I still can't figure out how I had wandered onto a track--I'm sure I was in the middle of the town at time and can't remember seeing a level crossing or the like.

Date: 2009-02-01 01:35 am (UTC)
From: [identity profile] lpetrazickis.livejournal.com
Ah, yes. I was honked at a lot in my first day in Frankfurt because I entirely failed to see several streetlights, on account of them being painted the usual dark green rather than the homey, bright Ontario yellow.

Also, Frankfurt city planners seem to like islands and separate street lights for crossing to the island and crossing from the island.

Date: 2009-02-01 03:46 am (UTC)
From: [identity profile] mjlayman.livejournal.com
I think our streetlights are metal-colored; I'll have to look on Monday.

Date: 2009-01-31 11:16 pm (UTC)
From: [identity profile] ross-teneyck.livejournal.com
I was once hiking on a trail around Mt. Hood; late in the summer but high enough that there were occasional snow banks blocking the trail. I came across a significant one of these and was carefully traversing across it. Then there's a blank spot in my memory, and then I was a few feet below the level of the trail, spreadeagled and clinging to the snow bank with both hands and feet. Below me was a long, steep slope down the mountainside.

I can't say for sure that the drop would have been fatal -- it would have depended on how long it took me to skid to a stop and what I hit along the way -- but it would have been very much no fun at all; and while people knew where I was nobody was expecting me to make contact for a few days. It could have been pretty bad.

Date: 2009-02-01 03:47 am (UTC)
From: [identity profile] mjlayman.livejournal.com
I think the sub thing is the only exterior dangerous thing (other than my father). Everything else is medical.

Date: 2009-02-01 05:29 am (UTC)
From: [identity profile] boywhocantsayno.livejournal.com
Even leaving aside my experiences with Aurora drivers, I almost got run over today. I was crossing - with the light, I must point out - when two cars making left turns decided that they weren't going to wait for me to finish crossing. The ground was covered in slushy snow which was in turn covering patches of ice here and there, and I was very carefully carrying an extra-large coffee from Tim Horton's, so I know I wasn't walking at my usual quick pace, but that in no way absolves the driver who came directly at me at about 40kph and then veered suddenly to go around me when I had the right of way.

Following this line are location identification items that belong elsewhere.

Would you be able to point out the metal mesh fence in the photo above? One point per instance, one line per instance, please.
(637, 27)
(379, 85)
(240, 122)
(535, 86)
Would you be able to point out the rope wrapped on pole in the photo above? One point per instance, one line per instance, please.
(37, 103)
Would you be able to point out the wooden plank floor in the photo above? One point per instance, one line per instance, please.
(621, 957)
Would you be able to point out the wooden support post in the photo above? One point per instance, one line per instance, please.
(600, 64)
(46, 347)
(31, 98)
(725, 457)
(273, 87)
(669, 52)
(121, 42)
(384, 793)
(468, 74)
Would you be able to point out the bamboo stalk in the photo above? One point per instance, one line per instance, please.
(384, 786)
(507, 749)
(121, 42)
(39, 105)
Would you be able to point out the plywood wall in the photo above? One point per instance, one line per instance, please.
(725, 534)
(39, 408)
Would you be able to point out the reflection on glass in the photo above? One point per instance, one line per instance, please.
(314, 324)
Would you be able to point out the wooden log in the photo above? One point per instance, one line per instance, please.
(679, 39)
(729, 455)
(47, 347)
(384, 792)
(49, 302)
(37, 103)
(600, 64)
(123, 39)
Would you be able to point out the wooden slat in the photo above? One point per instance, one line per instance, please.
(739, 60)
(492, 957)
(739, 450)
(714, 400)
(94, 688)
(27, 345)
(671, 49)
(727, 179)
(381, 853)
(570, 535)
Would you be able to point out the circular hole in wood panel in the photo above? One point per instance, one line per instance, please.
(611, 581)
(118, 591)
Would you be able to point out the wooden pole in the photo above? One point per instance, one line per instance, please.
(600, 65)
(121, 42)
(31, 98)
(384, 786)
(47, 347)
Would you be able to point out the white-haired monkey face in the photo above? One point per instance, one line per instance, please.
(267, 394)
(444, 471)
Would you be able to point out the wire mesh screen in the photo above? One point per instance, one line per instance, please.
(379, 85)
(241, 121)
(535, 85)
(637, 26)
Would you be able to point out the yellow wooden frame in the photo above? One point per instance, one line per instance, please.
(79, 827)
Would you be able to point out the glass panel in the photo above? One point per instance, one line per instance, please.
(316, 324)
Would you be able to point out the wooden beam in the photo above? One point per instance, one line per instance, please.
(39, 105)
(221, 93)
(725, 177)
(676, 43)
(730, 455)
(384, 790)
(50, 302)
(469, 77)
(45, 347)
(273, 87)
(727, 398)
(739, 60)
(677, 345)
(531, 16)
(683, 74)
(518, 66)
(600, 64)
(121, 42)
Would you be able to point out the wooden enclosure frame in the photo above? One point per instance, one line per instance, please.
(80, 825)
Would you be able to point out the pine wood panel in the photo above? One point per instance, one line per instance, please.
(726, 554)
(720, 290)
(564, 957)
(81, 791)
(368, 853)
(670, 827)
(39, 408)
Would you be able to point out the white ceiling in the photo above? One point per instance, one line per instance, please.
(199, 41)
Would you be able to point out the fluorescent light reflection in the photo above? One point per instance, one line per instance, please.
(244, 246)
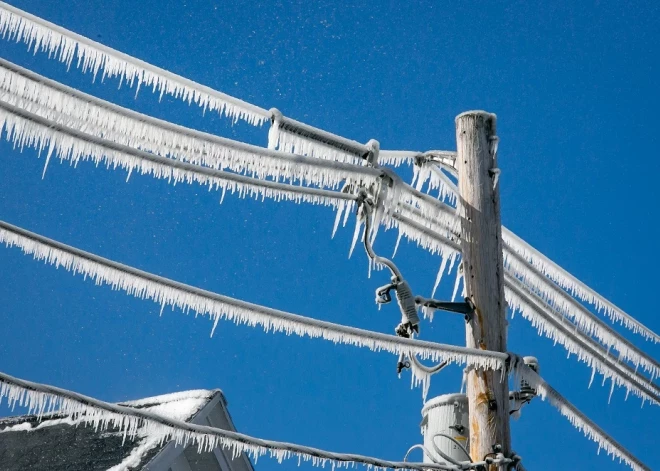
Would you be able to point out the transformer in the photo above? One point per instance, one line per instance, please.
(443, 417)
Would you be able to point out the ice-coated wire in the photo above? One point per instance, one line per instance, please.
(566, 305)
(578, 419)
(27, 129)
(586, 348)
(552, 292)
(74, 109)
(551, 324)
(39, 398)
(65, 45)
(167, 292)
(574, 286)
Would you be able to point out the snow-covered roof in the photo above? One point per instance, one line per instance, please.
(54, 442)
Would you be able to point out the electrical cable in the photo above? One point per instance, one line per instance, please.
(168, 292)
(40, 397)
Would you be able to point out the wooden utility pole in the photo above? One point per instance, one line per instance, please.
(481, 243)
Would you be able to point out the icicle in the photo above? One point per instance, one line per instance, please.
(296, 144)
(59, 43)
(356, 235)
(396, 246)
(24, 132)
(459, 275)
(574, 286)
(443, 265)
(577, 419)
(122, 126)
(585, 320)
(574, 346)
(186, 298)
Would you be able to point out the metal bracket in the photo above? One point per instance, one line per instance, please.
(466, 308)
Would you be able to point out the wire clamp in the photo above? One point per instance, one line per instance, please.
(467, 308)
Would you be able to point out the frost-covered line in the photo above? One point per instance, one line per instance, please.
(293, 136)
(397, 158)
(533, 259)
(569, 306)
(551, 324)
(91, 115)
(65, 45)
(28, 129)
(168, 292)
(560, 330)
(578, 419)
(430, 208)
(428, 233)
(39, 398)
(574, 286)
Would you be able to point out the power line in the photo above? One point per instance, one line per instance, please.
(164, 291)
(578, 419)
(16, 24)
(531, 273)
(589, 351)
(90, 115)
(100, 414)
(26, 128)
(550, 323)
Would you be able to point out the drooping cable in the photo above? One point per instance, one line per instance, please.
(550, 292)
(85, 113)
(40, 398)
(551, 324)
(167, 292)
(28, 129)
(67, 46)
(591, 352)
(578, 419)
(515, 246)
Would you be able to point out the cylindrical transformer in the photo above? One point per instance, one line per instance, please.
(442, 417)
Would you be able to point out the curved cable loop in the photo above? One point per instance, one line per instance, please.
(456, 442)
(445, 455)
(430, 370)
(366, 202)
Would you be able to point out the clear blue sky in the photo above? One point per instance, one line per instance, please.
(574, 85)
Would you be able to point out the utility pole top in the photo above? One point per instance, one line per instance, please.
(486, 114)
(481, 244)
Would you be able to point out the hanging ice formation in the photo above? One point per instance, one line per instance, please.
(90, 56)
(540, 285)
(528, 263)
(26, 129)
(187, 298)
(288, 141)
(132, 422)
(437, 180)
(71, 108)
(628, 378)
(580, 421)
(559, 300)
(567, 336)
(574, 286)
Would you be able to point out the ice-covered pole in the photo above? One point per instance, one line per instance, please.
(481, 243)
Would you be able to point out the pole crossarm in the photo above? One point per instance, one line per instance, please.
(168, 292)
(30, 129)
(39, 398)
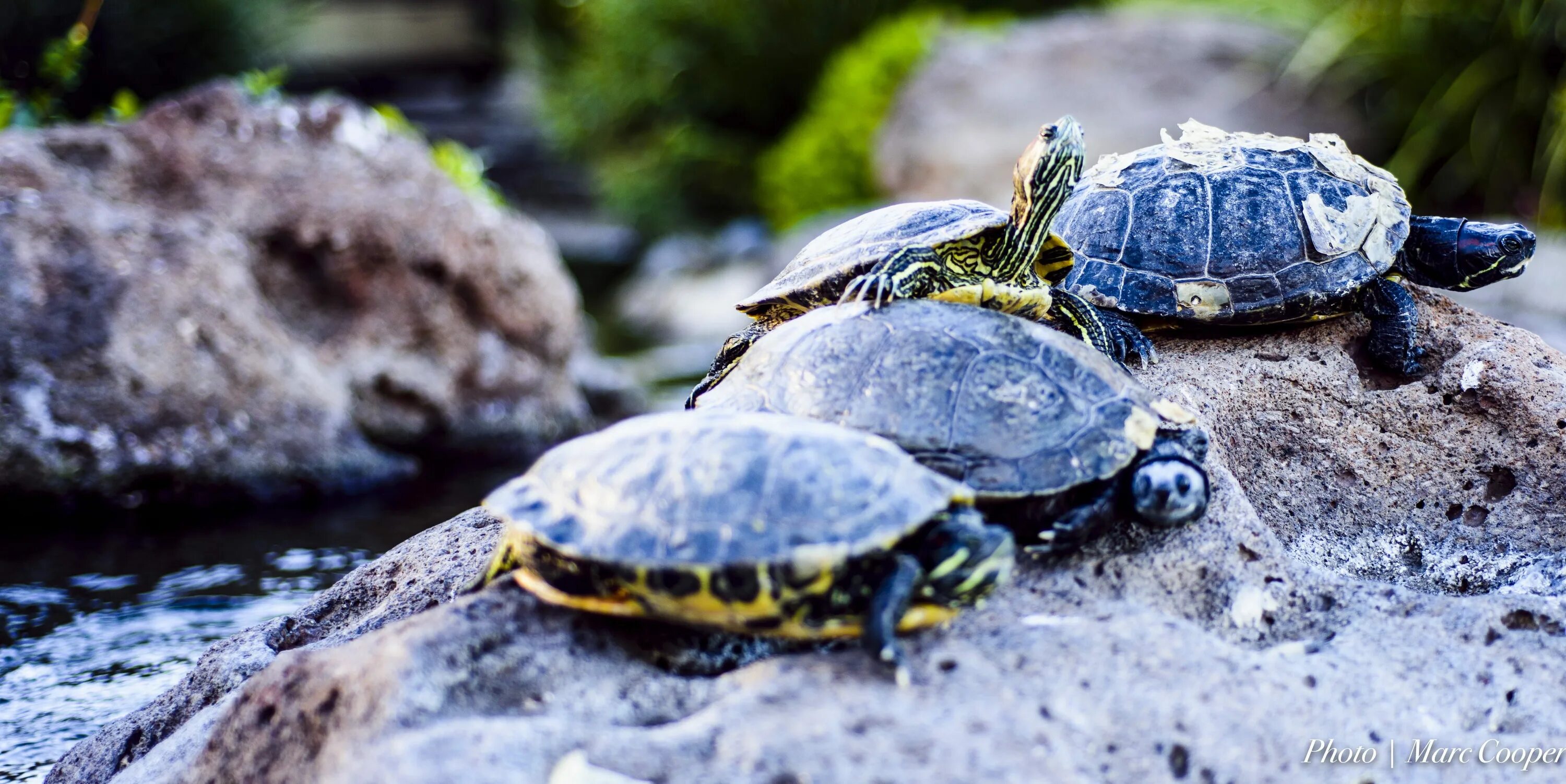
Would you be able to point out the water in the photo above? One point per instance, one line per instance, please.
(99, 617)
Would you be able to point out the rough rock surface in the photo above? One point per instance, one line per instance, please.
(1451, 482)
(1209, 653)
(262, 296)
(967, 113)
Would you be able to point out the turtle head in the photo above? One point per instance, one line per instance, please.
(1457, 254)
(1047, 173)
(1169, 487)
(964, 557)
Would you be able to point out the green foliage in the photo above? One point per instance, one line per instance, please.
(398, 123)
(1471, 94)
(674, 101)
(149, 47)
(264, 84)
(824, 160)
(461, 163)
(124, 107)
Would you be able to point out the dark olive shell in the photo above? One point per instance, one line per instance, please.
(827, 265)
(722, 487)
(1233, 228)
(1011, 407)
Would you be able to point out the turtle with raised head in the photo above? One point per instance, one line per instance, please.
(752, 523)
(1224, 229)
(1051, 435)
(959, 251)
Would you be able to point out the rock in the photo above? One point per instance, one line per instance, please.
(1216, 651)
(967, 113)
(264, 298)
(417, 575)
(1452, 482)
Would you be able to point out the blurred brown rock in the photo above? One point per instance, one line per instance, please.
(1296, 611)
(967, 113)
(264, 296)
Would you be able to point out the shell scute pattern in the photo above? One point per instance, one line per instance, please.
(1007, 406)
(1233, 228)
(713, 487)
(824, 267)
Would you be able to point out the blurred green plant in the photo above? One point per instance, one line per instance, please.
(58, 73)
(264, 84)
(148, 47)
(458, 160)
(1471, 94)
(824, 160)
(672, 101)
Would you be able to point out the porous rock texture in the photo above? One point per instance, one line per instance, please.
(264, 296)
(1216, 651)
(965, 115)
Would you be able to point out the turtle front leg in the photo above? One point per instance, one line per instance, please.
(887, 609)
(1078, 526)
(910, 273)
(1394, 326)
(1109, 332)
(729, 356)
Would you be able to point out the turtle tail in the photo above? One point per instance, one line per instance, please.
(505, 562)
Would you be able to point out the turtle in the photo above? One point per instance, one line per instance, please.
(960, 251)
(751, 523)
(1053, 437)
(1233, 229)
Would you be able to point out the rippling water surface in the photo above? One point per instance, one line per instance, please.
(99, 617)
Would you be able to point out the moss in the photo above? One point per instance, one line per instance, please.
(672, 102)
(458, 160)
(824, 160)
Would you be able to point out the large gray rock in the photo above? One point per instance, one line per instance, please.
(264, 296)
(1454, 482)
(967, 113)
(1217, 651)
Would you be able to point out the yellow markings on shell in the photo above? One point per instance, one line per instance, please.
(1203, 300)
(1173, 412)
(926, 615)
(946, 567)
(1141, 427)
(1053, 257)
(624, 606)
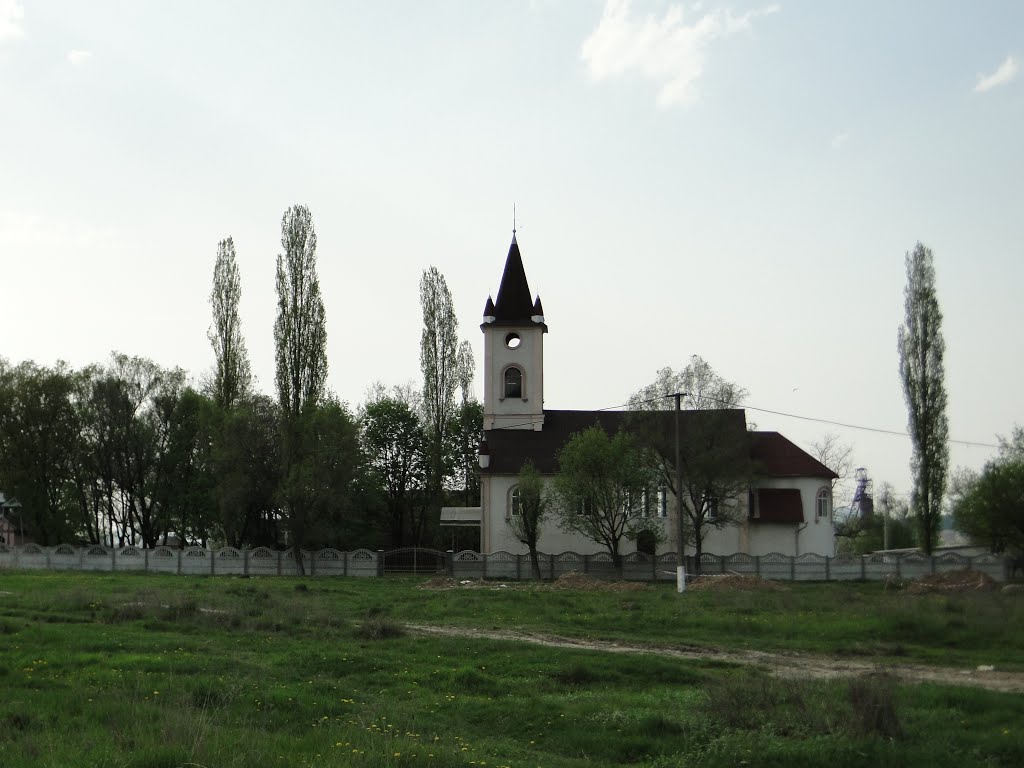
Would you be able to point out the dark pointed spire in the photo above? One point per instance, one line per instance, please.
(513, 304)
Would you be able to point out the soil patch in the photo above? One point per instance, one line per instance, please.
(584, 583)
(779, 664)
(733, 583)
(964, 580)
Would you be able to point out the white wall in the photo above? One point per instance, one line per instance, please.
(751, 537)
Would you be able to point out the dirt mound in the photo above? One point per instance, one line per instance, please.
(439, 583)
(733, 583)
(585, 583)
(964, 580)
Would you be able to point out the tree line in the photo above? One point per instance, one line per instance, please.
(129, 452)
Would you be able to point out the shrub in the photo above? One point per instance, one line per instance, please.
(379, 629)
(873, 704)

OTOH, I'm in Montreal for the weekend, so I suppose I should expect the drivers here to be maniacs...

Date: 2009-02-01 09:43 pm (UTC)
From: [identity profile] commodorified.livejournal.com
I'm sure there were more exciting ones, but My Beloved Spouse and I used to have a strong disagreement about the amount of re-labelling that was required when repurposing food containers.

Then I staggered into the bathroom one night at 3 am, picked up what I firmly believed, for some good reasons, to be the bottle of water I had left there, and caught the reek just in time to VERY narrowly avoid taking a large gulp of bleach.

He woke up to me screaming (I kind of wish I hadn't, but I wake up badly; and I hadn't actually WOKEN UP when I did it, I had just gotten up to pee), and ever since then he is a firm proponent of the notion that THREE Skulls-and-Crossbones on a small container of non-food is just barely adequate.